Hendricks trotted after and, with affection not entirely faked, gently turned her around so that they faced the outer lots and the parking garage beyond. Then they strolled arm-in-arm into the distance.

They entered the parking garage just for show and exited the other side, out of sight of the casino. It was there they parted ways. “You sure you’ll be all right?” Hendricks asked her. He was reluctant to strand her so far from her group, in the vast commercial stretch that surrounded the Pendleton’s grounds.

“I ain’t an invalid,” she replied. “I’ve got a cell phone, and thanks to you some spending money, too. I’m gonna call a cab, and I’m gonna have him take me to Winstead’s for a bacon cheeseburger and a chocolate malt. I’m convinced that low-fat crap they feed us at the home don’t actually make you live longer-all those years of not being able to taste your food just makes it feel that way. I’ll cab it back when I’m good and ready.”

Hendricks smiled and peeled another hundred off his roll for her. “In case you ever feel the need to break out for a decent meal again.”

“You’re a dear. You care to split that cab?”

“That’s all right,” he said.

She looked appraisingly at him a moment. “Take care of yourself, would you?”

“I will try.”

Lorraine pecked him on the cheek, and Hendricks set out walking, heading south until he hit the Missouri River, then following its lazy eastward arc until he disappeared from Lorraine’s sight.

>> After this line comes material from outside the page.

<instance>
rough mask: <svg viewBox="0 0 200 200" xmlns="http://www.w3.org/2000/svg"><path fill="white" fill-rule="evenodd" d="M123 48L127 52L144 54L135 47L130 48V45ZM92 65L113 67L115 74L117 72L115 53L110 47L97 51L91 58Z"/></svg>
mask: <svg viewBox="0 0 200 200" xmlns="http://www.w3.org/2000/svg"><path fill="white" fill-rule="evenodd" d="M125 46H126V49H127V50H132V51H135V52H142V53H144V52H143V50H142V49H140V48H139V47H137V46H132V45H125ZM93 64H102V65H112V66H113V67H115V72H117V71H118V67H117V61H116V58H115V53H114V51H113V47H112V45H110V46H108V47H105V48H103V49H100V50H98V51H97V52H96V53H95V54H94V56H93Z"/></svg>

Hendricks walked for miles in Norm Gunderson’s god-awful, pinching boat shoes before he came across a set of railroad tracks. He knew the Feds would be covering all passenger rails out of town, as well as airports and rental-car companies, but that was fine by him, since he didn’t plan on availing himself of any of those. He followed the tracks until they crossed a roadway, then waited for a freight train to roll by. It wouldn’t take long, he reasoned- Kansas City was a major shipping hub, servicing freight carriers both local and national-and he knew that trains crossing streets were required to slow. He waited just beyond the intersection in a shallow ditch, shielded from view of the street by a stand of trees. An hour later, his waiting paid off, and he climbed onto an empty cargo car headed for Peoria-not that Hendricks knew that until he’d arrived.